Next UN Secretary General  Selected

Next UN Secretary General Selected

Former Portuguese Prime Minister Antonio Guterres is set to become the next United Nations secretary-general, after the 15 Security Council members agreed to put his name forward to a formal vote.   Guterres, who was head of the UN’s refugee agency for 10 years until 2015, emerged as the Security Council’s runaway favorite after the latest in a series of straw polls on Wednesday.
Vitaly Churkin, the Russian ambassador to the UN and current Security Council president, told reporters that Guterres would face a vote in the Security Council on Thursday(6) .   “Today, after our sixth straw poll we have a clear favorite, and his name is Antonio Guterres,” he said.   Sixth straw poll   The secretary-general of the UN is appointed in a two-stage process. A candidate is first recommended by the Security Council, and must then be approved by the 193-member General Assembly.   Thirteen candidates entered the race, necessitating a series of straw polls held by the Security Council to encourage a thinning of the field and to help to settle on a single candidate.   In every ballot, the 15 Security Council members assessed each candidate by voting either “encourage,”  ”discourage” or “no opinion”.

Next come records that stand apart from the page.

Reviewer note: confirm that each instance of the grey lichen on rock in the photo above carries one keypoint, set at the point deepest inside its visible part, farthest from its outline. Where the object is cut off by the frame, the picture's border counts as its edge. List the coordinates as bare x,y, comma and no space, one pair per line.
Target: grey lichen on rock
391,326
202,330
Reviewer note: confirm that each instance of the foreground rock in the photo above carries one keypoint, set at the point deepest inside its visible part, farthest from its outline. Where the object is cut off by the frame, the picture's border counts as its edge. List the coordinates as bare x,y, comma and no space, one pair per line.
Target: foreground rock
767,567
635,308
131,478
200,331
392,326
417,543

  In the latest vote, Guterres received 13 “encourage” votes, no “discourage” votes and two votes of “no opinion.”   The next closest candidates, Vuk Jeremic of Serbia and Miroslav Lajcak of the Slovak Republic, each received seven “encourage” votes and six “discourage” votes, while Bulgaria’s Irina Bokova received seven “encourage” votes and seven “discourage” votes.   Guterres, 67, will replace the incumbent secretary-general, South Korea’s Ban Ki-moon, whose second five-year term ends on December 31.   While there is technically no limit to the number of terms a secretary-general may serve, none has held office for more than two terms.   Former Portuguese PM   Guterres, a trained engineer who worked as an assistant professor before entering politics in 1974, led his country from 1995 to 2002 as head of the Socialist Party.